If you refer to cabal-docspec as "@phadej approach", then it still uses ghci to drive the examples. The difference is that uses compiled libraries.

gbaz commented

Glad you two have chimed in. I'd appreciate it if you took a look at #7688 and let me know if it might be useful. I think it could provide the same functionality (via a different route) as the --with-repl flag suggested above.

@angerman should we unassign you from this or do you still plan to work on it?

gbaz commented

I'm going to close as obsoleted by #7688 -- if you feel there's a use-case not covered by that, feel free to reopen.

I don't feel like #7688 really solves this ticket.

The approach along the lines of cabal repl --with-compiler=doctest is imo the right way to approach things. Interpreting doctests in a project is really another way to interpret the module source.. just like cabal build, cabal repl, cabal haddock etc etc etc.

The comment by @quasicomputational seems to lay out the design considerations for the command quite nicely (#4500 (comment))

It seems there has been quite a variety of mental gymnastics over the years to try to work out other solutions but is there a convincing explanation about why cabal doctest is different in nature to cabal repl or cabal haddock?

gbaz commented

My belief is 7688 solves the ticket because the demos show that existing doctest runners can be retrofitted to work with it. I.e. from a feature-completeness standpoint, it subsumes this.

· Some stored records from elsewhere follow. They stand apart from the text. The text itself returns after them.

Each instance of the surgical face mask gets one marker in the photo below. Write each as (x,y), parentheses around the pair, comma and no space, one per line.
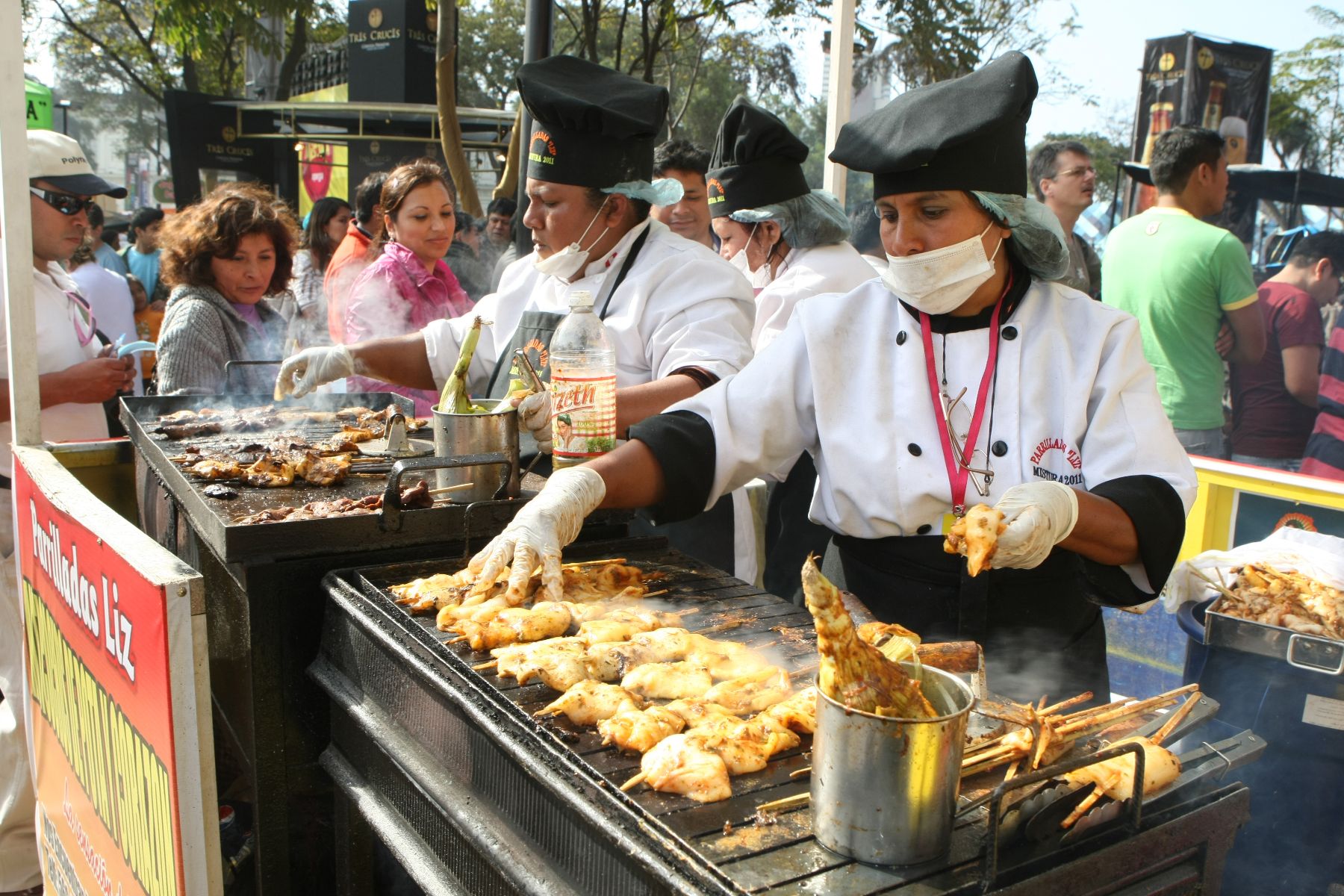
(570,261)
(761,277)
(942,280)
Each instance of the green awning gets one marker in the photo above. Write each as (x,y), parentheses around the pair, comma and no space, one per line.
(38,101)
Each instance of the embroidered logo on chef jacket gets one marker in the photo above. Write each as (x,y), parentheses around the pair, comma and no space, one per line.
(714,191)
(542,149)
(1053,452)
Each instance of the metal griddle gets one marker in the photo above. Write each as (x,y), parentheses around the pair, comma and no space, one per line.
(213,519)
(473,794)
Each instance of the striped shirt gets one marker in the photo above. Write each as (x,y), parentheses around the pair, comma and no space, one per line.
(1324,454)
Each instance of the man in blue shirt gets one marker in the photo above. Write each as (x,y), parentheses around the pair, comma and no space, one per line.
(143,253)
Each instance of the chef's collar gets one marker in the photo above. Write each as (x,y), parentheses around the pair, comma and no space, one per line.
(949,324)
(613,257)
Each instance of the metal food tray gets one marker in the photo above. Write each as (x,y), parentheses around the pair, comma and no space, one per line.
(1313,653)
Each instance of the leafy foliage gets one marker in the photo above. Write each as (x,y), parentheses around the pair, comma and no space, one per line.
(1305,111)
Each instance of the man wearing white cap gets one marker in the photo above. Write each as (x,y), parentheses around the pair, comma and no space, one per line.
(75,375)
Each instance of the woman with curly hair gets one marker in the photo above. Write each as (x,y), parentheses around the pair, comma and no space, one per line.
(221,257)
(408,285)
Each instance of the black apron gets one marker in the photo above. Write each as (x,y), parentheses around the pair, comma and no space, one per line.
(789,535)
(1041,632)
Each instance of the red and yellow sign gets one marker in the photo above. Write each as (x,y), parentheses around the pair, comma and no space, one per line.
(102,709)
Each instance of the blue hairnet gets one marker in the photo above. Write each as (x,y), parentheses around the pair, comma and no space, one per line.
(665,191)
(1038,240)
(812,220)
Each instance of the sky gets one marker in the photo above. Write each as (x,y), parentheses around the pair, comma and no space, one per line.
(1104,55)
(1107,53)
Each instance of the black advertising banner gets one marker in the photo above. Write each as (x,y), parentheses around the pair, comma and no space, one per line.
(391,50)
(1189,80)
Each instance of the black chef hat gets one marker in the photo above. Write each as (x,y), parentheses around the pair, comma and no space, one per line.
(757,161)
(967,134)
(591,127)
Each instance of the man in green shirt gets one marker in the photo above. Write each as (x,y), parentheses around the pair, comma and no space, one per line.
(1183,280)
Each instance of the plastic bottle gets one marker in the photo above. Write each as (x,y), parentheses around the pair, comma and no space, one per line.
(582,386)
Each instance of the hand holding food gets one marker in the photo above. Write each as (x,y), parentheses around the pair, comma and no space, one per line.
(976,536)
(312,367)
(1036,517)
(535,536)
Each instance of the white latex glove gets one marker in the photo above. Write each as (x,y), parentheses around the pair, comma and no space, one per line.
(535,536)
(534,411)
(312,367)
(1038,516)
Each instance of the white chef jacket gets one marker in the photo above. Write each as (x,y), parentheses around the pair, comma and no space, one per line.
(1075,402)
(806,272)
(58,348)
(680,305)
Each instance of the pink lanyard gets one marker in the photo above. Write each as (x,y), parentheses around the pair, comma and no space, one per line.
(957,472)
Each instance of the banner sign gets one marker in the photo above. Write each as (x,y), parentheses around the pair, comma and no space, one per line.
(116,726)
(1189,80)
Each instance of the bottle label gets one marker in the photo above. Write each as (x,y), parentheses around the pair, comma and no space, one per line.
(582,417)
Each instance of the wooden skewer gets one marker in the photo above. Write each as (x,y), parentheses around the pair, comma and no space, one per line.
(1083,808)
(788,802)
(452,488)
(1176,718)
(1065,704)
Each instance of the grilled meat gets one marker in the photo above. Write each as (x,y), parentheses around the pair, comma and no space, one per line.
(853,672)
(976,536)
(589,703)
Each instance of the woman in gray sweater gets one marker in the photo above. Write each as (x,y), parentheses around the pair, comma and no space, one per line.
(221,257)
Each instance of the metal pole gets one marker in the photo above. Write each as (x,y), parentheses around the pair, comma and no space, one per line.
(840,92)
(538,30)
(16,228)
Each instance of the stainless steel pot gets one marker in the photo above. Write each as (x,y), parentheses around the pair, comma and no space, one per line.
(463,435)
(885,790)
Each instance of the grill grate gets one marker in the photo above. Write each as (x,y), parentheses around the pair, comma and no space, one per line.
(562,795)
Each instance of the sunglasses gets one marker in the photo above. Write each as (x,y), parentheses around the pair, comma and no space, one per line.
(63,203)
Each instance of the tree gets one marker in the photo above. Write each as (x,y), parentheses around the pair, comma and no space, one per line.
(1307,114)
(941,40)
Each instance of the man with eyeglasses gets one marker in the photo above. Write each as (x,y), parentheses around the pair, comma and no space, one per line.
(1065,180)
(75,374)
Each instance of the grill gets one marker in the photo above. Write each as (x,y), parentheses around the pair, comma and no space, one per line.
(449,768)
(264,603)
(213,520)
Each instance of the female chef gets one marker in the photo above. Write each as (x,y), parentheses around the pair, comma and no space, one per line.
(789,240)
(1051,410)
(679,316)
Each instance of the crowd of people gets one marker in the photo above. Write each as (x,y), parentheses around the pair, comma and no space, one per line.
(759,331)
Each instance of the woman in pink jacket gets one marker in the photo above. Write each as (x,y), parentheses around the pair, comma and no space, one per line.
(408,285)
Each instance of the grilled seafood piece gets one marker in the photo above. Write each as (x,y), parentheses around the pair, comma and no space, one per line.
(680,766)
(591,703)
(217,469)
(853,672)
(269,473)
(753,692)
(668,680)
(323,470)
(976,536)
(797,712)
(640,729)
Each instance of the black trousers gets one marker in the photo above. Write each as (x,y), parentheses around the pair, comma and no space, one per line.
(1041,632)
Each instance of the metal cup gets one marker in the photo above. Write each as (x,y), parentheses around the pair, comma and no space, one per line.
(885,790)
(461,435)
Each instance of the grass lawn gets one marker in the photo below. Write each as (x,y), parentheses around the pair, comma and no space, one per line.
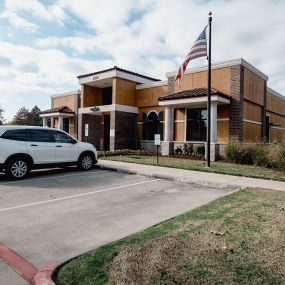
(237,239)
(216,167)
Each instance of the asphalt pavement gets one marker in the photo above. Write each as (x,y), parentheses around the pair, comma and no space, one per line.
(55,215)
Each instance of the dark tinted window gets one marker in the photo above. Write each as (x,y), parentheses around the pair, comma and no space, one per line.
(16,135)
(107,96)
(61,137)
(38,135)
(196,125)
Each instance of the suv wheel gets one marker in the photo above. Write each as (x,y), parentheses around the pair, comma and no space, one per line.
(86,161)
(18,168)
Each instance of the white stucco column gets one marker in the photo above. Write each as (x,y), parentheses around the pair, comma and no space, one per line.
(214,124)
(168,126)
(52,122)
(44,121)
(60,123)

One reason cabal doctest is different than repl or haddock is cabal knows specifically about ghci and haddock but there is no single doctest executable to teach it about canonically, and even if we picked one, it would be more unfortunate to introduce further coupling than to remain agnostic.

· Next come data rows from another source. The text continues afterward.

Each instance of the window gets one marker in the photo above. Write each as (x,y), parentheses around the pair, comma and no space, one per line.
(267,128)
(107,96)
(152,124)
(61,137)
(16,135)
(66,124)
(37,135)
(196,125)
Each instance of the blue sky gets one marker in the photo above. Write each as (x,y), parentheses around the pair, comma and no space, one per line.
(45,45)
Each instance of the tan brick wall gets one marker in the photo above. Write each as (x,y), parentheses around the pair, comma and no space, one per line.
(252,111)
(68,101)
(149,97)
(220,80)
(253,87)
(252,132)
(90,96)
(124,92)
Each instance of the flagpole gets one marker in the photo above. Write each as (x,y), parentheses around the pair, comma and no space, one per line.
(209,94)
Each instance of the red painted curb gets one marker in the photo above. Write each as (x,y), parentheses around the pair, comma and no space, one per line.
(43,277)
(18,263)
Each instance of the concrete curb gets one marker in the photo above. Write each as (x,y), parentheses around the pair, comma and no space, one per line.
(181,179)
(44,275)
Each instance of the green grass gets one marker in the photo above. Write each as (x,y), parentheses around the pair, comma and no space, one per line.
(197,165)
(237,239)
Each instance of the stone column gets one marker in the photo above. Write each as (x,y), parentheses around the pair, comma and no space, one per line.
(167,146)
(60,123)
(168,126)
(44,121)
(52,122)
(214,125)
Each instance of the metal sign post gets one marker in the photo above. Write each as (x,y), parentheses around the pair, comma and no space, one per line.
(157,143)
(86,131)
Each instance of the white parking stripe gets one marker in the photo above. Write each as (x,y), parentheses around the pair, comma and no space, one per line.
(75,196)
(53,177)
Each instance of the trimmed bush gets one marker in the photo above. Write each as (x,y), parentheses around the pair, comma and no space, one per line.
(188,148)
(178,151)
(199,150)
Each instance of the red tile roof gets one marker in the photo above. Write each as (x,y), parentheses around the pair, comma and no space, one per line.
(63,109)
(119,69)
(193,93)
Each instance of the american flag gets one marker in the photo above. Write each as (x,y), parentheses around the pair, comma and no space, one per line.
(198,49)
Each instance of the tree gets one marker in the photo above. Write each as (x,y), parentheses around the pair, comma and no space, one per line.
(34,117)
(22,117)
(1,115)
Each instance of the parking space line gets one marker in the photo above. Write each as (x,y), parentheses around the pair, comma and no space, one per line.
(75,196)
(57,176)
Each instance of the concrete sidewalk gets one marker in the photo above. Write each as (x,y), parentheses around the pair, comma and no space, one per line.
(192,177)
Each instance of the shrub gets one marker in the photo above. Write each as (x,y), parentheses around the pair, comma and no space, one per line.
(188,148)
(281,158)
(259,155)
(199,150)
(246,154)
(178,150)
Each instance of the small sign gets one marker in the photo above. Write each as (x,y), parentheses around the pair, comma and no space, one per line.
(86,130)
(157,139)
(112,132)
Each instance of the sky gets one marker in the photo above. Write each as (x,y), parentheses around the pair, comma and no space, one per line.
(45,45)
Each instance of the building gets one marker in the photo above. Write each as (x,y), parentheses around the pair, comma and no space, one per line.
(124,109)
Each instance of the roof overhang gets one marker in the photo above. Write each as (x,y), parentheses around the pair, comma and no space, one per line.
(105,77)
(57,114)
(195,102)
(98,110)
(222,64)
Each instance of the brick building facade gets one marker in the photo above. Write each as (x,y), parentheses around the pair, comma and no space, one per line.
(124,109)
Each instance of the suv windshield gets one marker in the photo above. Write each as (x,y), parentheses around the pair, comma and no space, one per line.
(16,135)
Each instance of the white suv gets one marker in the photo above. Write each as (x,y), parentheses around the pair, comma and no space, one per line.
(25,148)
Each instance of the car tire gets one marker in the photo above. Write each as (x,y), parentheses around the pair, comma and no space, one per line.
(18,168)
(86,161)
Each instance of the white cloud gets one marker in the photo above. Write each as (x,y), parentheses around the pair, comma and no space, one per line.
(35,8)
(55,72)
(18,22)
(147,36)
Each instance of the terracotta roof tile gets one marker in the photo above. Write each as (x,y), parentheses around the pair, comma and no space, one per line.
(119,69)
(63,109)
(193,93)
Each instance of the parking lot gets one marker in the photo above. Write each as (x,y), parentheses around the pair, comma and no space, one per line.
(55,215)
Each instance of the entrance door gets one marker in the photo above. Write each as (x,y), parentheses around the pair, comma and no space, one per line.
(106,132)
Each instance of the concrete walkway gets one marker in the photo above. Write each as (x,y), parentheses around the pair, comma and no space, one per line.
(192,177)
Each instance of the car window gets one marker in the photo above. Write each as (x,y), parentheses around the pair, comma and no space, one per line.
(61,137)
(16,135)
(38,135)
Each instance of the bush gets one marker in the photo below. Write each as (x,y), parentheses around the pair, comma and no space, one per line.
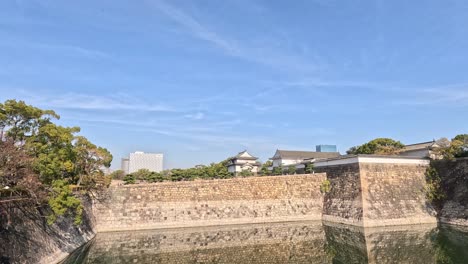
(433,189)
(62,201)
(246,173)
(325,186)
(129,179)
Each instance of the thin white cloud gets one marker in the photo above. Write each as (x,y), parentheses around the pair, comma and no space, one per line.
(94,102)
(194,26)
(260,52)
(195,116)
(449,95)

I don't think #7688 is right on the conceptual level ( see #9238 ).

There have been tickets for years about adding cabal support for running doctests.

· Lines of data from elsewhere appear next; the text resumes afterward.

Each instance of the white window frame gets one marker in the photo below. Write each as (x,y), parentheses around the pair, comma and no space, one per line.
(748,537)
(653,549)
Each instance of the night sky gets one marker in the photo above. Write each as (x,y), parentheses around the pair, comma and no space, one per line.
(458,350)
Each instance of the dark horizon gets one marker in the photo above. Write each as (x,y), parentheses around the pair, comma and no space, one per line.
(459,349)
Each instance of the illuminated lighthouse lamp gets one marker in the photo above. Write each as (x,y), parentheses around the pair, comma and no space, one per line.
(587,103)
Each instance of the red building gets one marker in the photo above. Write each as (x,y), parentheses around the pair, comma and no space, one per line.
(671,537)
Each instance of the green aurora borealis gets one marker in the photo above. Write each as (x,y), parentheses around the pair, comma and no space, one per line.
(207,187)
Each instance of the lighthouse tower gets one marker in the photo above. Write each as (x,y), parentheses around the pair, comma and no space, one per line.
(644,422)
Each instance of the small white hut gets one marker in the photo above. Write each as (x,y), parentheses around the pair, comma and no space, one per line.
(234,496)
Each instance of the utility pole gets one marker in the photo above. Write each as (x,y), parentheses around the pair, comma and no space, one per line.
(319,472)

Perhaps another solution is to have a cabal-docspec command which works with the hypothetical support for external cabal commands which simply calls cabal repl -w /path/to/docspec. Then a user can type cabal docspec <target> and things will hopefully work nicely.

gbaz commented

I don't think that issue points to the "wrong conceptual level" -- its easy to set the flags you want in the test stanza.

sol commented

I'm going to close as obsoleted by #7688 -- if you feel there's a use-case not covered by that, feel free to reopen.

@gbaz at the risk of repeating myself, the documented way to run doctests is:

cabal install doctest --overwrite-policy=always && cabal build && cabal repl --build-depends=QuickCheck --build-depends=template-haskell --with-ghc=doctest --repl-options='-w -Wdefault'

This is more lengthy than I would hope it to be, but it is robust.

If somebody wants to do something on the cabal side of things, then my request would be to start with basically wrapping this into a nicer user interface.

Regarding any alternative approaches to running doctests (including #7688), people are of cause free to experiment. However, I'm not prepared to provide support for those alternatives approaches. I also want to avoid the situation where people open issues on the sol/doctest repository when they didn't use the documented approach. For that reason, I'm not eager to recommend any alternative approaches to new users, and I discourage others from doing so as well.

gbaz commented

Thanks sol, that's very clear. I appreciate you don't want to take on the burden of supporting alternative approaches -- I hope in time others will provide solutions that do support such approaches.

We had some further discussion on IRC and I think what it comes down to is that "wrapping that up" is no more than dropping it into a more elegantly named shell-script -- perhaps one named cabal-doctest to be used with the external command system.

What an approach along the lines of code-generators provides is that doctests can be executed just like other tests with cabal test, which means that all downstream tooling does not need to special case them.